FOR what strange purpose hath God sent this longing
Unto my soul, for thy most precious love,
To raise it suddenly to realms above,
And then deliver it to one belonging
More to the realm of Satan’s world, destroying
The fair ideal that all my life I strove
To realize? Oh, cause me to remove
This spell that is no happiness employing!
Yet who that falleth in love’s meshes knoweth
Why he hath fallen, or from whence he fell,
Or who in truth can understand love’s reason,
Save that some joy and pain it often soweth;
The most of which we cannot always tell,
When they at first appear in love’s sweet season.
L
HOW little comfort is there in the thought,
Kind friends so often give love’s bleeding heart:
That love’s sharp pain grows less whene’er we part,
And leave behind the prize so dearly bought!
Yet who doth learn this lesson he hath taught,
So that when love shall send its subtle dart
Within his soul, he may the same impart
Unto himself, and leave what he hath sought?

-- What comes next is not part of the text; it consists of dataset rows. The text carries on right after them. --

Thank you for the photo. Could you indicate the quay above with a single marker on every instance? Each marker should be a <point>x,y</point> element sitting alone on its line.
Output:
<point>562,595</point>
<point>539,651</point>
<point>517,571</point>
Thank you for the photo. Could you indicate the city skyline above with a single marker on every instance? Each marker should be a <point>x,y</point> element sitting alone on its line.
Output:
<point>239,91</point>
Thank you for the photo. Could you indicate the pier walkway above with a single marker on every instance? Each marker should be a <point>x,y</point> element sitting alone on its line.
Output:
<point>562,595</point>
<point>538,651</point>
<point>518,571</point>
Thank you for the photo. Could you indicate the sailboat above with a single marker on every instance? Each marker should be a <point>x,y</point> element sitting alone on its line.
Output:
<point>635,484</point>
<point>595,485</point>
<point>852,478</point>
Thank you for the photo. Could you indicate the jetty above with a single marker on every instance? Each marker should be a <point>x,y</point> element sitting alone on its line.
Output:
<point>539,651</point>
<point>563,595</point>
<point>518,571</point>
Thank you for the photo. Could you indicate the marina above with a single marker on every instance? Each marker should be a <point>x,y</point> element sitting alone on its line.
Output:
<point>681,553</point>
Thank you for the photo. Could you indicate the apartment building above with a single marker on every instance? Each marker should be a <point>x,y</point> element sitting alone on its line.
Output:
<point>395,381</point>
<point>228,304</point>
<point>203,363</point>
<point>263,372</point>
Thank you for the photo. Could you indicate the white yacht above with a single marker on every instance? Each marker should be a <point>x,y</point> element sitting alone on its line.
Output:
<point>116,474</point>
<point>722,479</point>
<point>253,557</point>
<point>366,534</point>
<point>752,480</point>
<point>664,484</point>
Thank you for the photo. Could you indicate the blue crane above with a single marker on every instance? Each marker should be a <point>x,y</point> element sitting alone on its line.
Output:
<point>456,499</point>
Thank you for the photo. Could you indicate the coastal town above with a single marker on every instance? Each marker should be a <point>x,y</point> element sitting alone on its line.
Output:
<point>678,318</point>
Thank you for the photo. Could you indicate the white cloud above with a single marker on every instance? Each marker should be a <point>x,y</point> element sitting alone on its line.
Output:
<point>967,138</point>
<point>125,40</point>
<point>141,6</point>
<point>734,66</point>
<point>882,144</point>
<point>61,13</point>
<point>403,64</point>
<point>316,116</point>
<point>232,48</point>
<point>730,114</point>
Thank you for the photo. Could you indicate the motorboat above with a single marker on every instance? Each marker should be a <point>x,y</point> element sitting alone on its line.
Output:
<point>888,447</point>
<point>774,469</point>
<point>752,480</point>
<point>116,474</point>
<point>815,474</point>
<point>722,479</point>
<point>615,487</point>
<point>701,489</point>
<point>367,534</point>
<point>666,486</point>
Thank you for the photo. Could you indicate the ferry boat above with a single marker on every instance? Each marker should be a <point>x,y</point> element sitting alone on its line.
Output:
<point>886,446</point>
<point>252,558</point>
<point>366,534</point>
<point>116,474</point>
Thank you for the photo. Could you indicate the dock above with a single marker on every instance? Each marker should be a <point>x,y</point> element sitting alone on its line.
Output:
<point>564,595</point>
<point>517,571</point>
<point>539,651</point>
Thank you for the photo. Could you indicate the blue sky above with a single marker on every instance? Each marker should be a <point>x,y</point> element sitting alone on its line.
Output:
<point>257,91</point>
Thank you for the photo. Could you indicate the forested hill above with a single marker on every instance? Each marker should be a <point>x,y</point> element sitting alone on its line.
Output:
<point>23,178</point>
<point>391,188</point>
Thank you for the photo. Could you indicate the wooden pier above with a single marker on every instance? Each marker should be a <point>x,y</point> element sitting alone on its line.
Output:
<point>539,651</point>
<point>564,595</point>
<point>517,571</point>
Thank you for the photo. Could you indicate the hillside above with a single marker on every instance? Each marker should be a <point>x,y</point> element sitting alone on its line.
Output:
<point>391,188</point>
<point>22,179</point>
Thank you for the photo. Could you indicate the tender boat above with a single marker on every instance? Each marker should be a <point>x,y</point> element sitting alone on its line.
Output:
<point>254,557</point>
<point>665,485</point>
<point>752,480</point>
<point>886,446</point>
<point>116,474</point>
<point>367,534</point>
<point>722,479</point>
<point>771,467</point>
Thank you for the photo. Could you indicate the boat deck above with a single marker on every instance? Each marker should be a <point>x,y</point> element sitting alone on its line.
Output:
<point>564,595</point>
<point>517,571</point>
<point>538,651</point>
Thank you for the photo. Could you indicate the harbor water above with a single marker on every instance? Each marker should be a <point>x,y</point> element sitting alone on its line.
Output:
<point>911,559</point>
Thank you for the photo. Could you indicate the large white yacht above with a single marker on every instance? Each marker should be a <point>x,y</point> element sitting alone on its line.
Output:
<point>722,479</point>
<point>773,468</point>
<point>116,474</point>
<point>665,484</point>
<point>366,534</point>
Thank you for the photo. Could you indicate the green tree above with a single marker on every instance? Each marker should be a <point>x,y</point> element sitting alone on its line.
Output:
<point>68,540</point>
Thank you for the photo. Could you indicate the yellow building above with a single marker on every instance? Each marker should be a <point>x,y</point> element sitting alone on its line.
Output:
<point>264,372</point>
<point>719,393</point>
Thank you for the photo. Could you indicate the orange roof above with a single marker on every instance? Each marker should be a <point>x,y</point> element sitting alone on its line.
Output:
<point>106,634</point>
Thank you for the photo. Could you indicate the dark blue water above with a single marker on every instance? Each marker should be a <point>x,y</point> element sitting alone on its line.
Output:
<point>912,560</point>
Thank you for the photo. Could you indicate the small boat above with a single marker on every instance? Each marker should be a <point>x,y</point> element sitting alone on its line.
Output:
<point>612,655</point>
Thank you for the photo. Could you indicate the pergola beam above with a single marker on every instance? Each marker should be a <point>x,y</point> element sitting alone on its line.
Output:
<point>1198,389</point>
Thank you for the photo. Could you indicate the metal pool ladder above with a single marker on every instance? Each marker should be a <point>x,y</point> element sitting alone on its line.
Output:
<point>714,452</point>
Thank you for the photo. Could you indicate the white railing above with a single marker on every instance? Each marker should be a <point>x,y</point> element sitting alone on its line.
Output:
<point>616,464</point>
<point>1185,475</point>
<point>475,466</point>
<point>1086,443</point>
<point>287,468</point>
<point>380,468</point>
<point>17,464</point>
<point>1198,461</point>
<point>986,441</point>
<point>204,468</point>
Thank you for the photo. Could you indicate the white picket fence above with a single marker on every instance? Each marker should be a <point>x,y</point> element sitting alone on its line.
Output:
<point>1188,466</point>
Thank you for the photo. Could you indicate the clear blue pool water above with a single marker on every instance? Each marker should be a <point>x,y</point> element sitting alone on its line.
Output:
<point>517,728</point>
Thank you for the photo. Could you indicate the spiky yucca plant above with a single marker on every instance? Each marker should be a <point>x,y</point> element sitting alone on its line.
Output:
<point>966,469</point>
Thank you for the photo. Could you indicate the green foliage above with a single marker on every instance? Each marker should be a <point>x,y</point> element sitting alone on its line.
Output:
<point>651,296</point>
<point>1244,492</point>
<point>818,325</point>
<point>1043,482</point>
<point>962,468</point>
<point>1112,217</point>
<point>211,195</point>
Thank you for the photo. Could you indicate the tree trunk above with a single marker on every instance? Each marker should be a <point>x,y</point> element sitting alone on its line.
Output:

I know but few, among them not myself,
Who practise this sad cure for love’s disease,
That do not bear some wound, in after years,
More painful than love’s wounding pain itself;
Or that do find elsewhere, what doth appease
The hunger in their souls, or dry their tears.
LI
FOR each long league that bears me far from thee
Doth seem to take life’s blood from out my veins,
As every yearning hour that passeth drains
The spring of my affection, that might be
O’erflowing with love’s precious remedy.
Ah me! This is a grievous fate that stains
Love’s half-possessed ambition, and remains
To overshadow all that rests of me!
Loved one, I find not, as the world I roam,
A spirit half so comforting as thine,
Ev’n in thy moments of most wilful charm,
None that would half so fittingly my home
Grace with its presence, or from whose eyes shine
A sweeter light, while giving love’s alarm.
LII
WHEN last I saw thee, thou wert uppermost
In every thought that stirred my inner being,
In every act thy presence I was seeing.
And now thou comest to me like a ghost,
While I receive thee as some phantom host;
For every time I touch thee thou art fleeing
Far from the tempest of my heart; agreeing
With some sad fate that happiness hath lost.
Now, though I strive to sever from my heart
Those elements divine that make thy love
For me the object of my life’s desire,
There cometh that, which doth from Heaven depart,
To lift me once again to Heaven above,
And thus forbid that I should quench love’s fire.
LIII
O MIGHTY Prophet, who dost signify
To little man the vanity of life,
The folly of its temporary strife,
Give to the only one who doth deny
My love some passing sense, to gratify
The constant longing that is ever rife
Within my soul, and sever with a knife
This fatal cord, my love is fettered by.
With some such prayer to thee would I appeal,
In impotence, to strike ’gainst nature’s law,
That causeth love unhonored still to live.
Before thy throne now humbly do I kneel,
As at the feet of her whom I adore,
And pray that love to me thou still mayst give.